Excess of Ca (and Sc) produced in globular cluster multiple populations: a first census in 77 Galactic globular clusters

Abstract

Multiple stellar populations in globular clusters (GCs) are distinct by their different abundances of light elements. The abundance anti-correlations point towards a nucleosynthesis origin due to high-temperature H burning, but it remains to be assessed which type of stars altered primordial abundances in GCs. In particular, the regime at very high temperature that shapes the variations in potassium as well as calcium and scandium, which has been detected in a few notable cases such as NGC 2419 and NGC 2808, is still poorly explored. We started a systematic search for excess of Ca (and Sc) in GC stars with respect to the level of unmodified field stars. This method has recently been proven to be highly efficient in revealing the outcome of the proton-capture reactions at very high temperatures. Statistically robust evidence of such excess was found in a small number of GCs (NGC 4833, NGC 6715, NGC 6402, NGC 5296, NGC 5824, and NGC 5139/ω Centauri) that join the previously known two clusters. For the first time we show that NGC 4833 is likely to host anti-correlated K and Mg abundances. All these GCs are among the most massive ones in the Galaxy. We found that the fraction of stars with Ca enhancement at 3σ above the field star distribution is a multivariate function of the GC mass and metallicity, as in other manifestations of the multiple population phenomenon in GCs.

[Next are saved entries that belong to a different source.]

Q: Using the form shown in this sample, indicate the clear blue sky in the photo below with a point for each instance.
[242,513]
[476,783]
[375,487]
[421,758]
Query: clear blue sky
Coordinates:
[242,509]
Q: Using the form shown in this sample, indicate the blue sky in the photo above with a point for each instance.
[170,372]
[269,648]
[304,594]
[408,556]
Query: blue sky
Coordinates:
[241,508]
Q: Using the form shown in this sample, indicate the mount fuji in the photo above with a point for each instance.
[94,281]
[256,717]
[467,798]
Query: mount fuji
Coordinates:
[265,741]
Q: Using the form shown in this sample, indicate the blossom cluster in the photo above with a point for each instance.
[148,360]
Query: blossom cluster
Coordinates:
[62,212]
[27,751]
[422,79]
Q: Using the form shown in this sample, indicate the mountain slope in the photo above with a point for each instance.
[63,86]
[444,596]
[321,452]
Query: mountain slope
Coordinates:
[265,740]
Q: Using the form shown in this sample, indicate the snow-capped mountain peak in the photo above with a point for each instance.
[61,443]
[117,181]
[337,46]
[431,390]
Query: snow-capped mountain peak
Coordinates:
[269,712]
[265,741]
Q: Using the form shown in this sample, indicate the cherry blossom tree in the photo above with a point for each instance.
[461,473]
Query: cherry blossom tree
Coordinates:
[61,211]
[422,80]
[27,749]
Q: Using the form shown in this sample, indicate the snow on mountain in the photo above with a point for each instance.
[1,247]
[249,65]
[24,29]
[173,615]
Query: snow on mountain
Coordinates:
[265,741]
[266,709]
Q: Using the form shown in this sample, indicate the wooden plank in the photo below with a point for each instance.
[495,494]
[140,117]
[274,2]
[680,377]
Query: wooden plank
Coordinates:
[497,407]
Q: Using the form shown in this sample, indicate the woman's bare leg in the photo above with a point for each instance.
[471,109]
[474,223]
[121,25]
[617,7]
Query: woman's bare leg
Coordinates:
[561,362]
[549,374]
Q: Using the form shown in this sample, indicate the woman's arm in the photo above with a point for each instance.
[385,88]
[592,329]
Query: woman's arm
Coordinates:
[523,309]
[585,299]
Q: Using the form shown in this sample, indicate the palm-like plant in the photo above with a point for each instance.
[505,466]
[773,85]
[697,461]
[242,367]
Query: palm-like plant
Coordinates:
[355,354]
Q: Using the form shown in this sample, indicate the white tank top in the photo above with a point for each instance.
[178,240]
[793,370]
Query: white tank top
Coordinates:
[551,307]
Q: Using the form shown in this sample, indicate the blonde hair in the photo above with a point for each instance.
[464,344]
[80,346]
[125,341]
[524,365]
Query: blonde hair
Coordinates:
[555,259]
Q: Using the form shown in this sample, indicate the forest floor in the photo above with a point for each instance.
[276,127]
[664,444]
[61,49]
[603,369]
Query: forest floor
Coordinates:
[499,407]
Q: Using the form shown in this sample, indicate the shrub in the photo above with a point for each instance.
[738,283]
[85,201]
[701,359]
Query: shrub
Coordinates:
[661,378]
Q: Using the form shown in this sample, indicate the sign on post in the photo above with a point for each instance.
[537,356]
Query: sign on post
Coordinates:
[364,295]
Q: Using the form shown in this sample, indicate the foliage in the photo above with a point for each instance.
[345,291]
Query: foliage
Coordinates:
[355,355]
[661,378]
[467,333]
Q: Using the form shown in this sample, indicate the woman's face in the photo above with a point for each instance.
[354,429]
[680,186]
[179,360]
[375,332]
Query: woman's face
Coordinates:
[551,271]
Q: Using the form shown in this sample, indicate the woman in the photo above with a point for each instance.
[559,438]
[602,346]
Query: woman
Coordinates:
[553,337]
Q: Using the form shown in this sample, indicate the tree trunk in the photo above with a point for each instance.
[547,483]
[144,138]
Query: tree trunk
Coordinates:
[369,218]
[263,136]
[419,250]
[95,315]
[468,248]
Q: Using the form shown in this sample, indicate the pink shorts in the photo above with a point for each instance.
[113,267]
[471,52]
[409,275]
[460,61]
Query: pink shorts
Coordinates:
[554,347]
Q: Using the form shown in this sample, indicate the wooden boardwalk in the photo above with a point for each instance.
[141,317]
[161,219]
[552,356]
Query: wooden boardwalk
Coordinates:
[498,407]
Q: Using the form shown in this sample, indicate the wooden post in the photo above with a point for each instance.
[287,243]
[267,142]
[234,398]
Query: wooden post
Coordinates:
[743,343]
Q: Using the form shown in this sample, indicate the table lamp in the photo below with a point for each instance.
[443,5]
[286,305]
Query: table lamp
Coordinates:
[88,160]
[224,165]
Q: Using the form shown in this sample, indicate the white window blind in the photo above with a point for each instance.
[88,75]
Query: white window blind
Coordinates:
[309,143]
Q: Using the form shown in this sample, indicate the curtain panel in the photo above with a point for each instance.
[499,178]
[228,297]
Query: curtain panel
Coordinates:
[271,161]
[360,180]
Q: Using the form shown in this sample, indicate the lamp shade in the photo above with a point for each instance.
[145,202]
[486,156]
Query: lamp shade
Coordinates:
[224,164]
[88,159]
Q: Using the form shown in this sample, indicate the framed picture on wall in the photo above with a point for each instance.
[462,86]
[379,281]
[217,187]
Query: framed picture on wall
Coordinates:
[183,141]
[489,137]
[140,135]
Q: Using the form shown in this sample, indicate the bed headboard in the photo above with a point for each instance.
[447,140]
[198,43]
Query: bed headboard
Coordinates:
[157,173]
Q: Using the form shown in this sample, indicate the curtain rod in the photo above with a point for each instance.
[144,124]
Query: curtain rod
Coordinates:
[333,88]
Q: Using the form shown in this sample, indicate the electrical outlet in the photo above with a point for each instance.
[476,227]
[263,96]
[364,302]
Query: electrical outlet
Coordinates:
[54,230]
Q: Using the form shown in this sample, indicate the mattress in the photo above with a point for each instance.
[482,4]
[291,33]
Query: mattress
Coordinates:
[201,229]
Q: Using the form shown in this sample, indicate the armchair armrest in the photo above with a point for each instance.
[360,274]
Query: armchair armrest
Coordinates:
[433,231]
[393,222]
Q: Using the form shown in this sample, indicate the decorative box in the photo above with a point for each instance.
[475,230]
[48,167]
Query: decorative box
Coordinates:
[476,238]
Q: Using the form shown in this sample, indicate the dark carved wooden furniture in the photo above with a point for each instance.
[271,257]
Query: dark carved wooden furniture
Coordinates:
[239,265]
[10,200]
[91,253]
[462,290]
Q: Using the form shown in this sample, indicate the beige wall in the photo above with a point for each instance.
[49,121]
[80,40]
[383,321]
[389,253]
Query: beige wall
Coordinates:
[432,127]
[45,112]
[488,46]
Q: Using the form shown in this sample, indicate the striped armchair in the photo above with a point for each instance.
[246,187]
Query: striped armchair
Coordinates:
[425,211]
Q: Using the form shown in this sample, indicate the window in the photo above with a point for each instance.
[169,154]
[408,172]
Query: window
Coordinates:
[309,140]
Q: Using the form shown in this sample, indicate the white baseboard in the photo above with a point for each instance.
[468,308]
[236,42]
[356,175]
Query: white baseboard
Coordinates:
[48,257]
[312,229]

We argue that these alterations in only a few GCs can be reproduced by two different channels: either a class of ordinary stars, that is common to all GCs, acts only in particular environments, or an on-off mechanism is generated by the occurrence of a peculiar type of stars (or lack of such stars). Hot bottom-burning in asymptotic giant branch stars in the low-metallicity regime is a good candidate for the first class. Alternatively, a metallicity dependence is also expected for supermassive stars, which are predicted to preferentially form in massive GCs.